▲ Sanjeok' has a great location in the center of the city hall area Photo courtesy The Jeju Weekly
It was my 26th birthday. I elected my friend Leonard Castro to pick a place to eat as he was the “Jeju veteran” compared to the rest of our party. I was right to trust him; the restaurant he chose was the perfect spot for the occasion.
Their samgyeopsal, Korean pork belly, was an experience and the ambiance was both fun and intimate. Plus, the location was ideal. In the middle of the Jeju City Hall area, we could easily hit many other fun establishments afterwards.
From that first feast on, we dubbed the restaurant the “Shovel Place” and didn’t bother to learn it’s real name until only recently, even though it has become our weekend go-to spot.
We call it the Shovel Place because their grills have a striking resemblance to shovels, the kind used to shovel snow in your driveway after a blizzard. There’s even a ring where you could ostensibly jam a wooden handle, but when I mention this, the owner Cheong Joo-ho chuckles and insists that they are not actual shovels.
▲ Barbecue pork on shovel-like grills Photo courtesy The Jeju Weekly
He chose the grills twelve years ago when he opened his restaurant specifically for the kind of thick black metal they are made of, which looks like cast iron. These substantial grills remind him of those used in the days of yore, when he was a kid barbequing with his family on plain slabs of metal.
Cheong Joo-ho appears to be a meticulous man. He is slender, silver-haired with slacks and his buttoned shirt always tucked in. He’s constantly making laps, overseeing the perimeter of his restaurant.
Not only did he carefully choose his grills, but also he makes sure to select the optimal pork cuts for his dishes. And what is his secret? Female pigs. Furthermore, he never freezes his meat, so the texture and moisture stays just right. And there is something special about his samgyeopsal.
My friends and I have spent meals arguing what makes it special, whether it’s has a special powder or marinade, but it’s much simpler than that. Like any meat enthusiast can tell you, you can’t go wrong with a good cut and a nice grill.
▲ Sanjeok's ambiance is its killer feature Photo courtesy The Jeju Weekly
For me, what cements Sanjeok into my number one spot is the ambiance. Maybe you could easily pass this place without a thought, but it’s really a hidden treasure out in the open. Inside, it feels like a dark cave with pen scratched into the wooden walls. The few art pieces are even a little creepy. Young servers buzz around while the ever-dutiful owner Cheong seems everywhere at once.
When you walk in, you are hit with a wave of the smell of pork. There is the chatter of happy customers and pop music, usually Rihanna, is playing in the background. There is an ebullience in the air.

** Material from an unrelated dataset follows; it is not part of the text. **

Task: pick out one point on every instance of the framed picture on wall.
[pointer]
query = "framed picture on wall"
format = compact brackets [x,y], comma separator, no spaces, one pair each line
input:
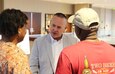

You sit down at a circular table. The aluminum of the table is cool to touch as you wait for the banchan, side dishes, to come out and you order your food. Bubbling cream corn with a pinch of spice comes out first on a black metal slab on wood. Then the doenjang jjigae follows, with tofu, pork, and kimchi boiling hot inside a dolsot stone bowl and trivet.
The already lit grill begins to heat your face. The servers assist you in the beginning of the preparation of the pork, which sizzles satisfying when it hits the hot metal. Watching the pork cook feels like tuning into prehistoric television. There’s often a few moments of silence as everyone watches, anticipating the goodness that’s about to hit our taste buds. Try to flip the meat just once to capture the flavor.
▲ Photo courtesy The Jeju Weekly
When the meat is fully cooked and cut, you experiment with making the most pleasurable bite using the lettuce, garlic, kimchi, sprouts, chile, and sauces set out for you. You wrap your creation into a mouth-sized ball, take a bite, and jump into culinary bliss.
The pork is moist, yet toasty. The lettuce and sprouts are refreshing. The garlic, chile, and sauces make the dynamic flavors pop. You take a drink of soju, probably Hallasan, to clean the palate and cut the grease, and repeat.
There is another few moments of silence when you first eat. You and your friends are in the zone where the chattering around you barely hits your perception. The pork is that good. As you eat, the pork fat drips onto the cooking kimchi and sprouts, so near the end of the meal, the kimchi has become greasy and flavor packed.
Many Koreans talk about the health benefits of samgyeopsal, how the fat is loaded with collagen that’s good for your skin and it can even clean your airways of yellow dust pollution, but I don’t need any explanation to be convinced of its magic power. You can taste it.
Truth be told, Sanjeok has a really basic menu with three cuts of pork: pork belly, skirt steak, and pork neck. However, the simplicity of this place is its best selling point. If you want a straightforward, yet delicious dining experience on a burning Friday, Sanjeok is the place to go. You’re welcome.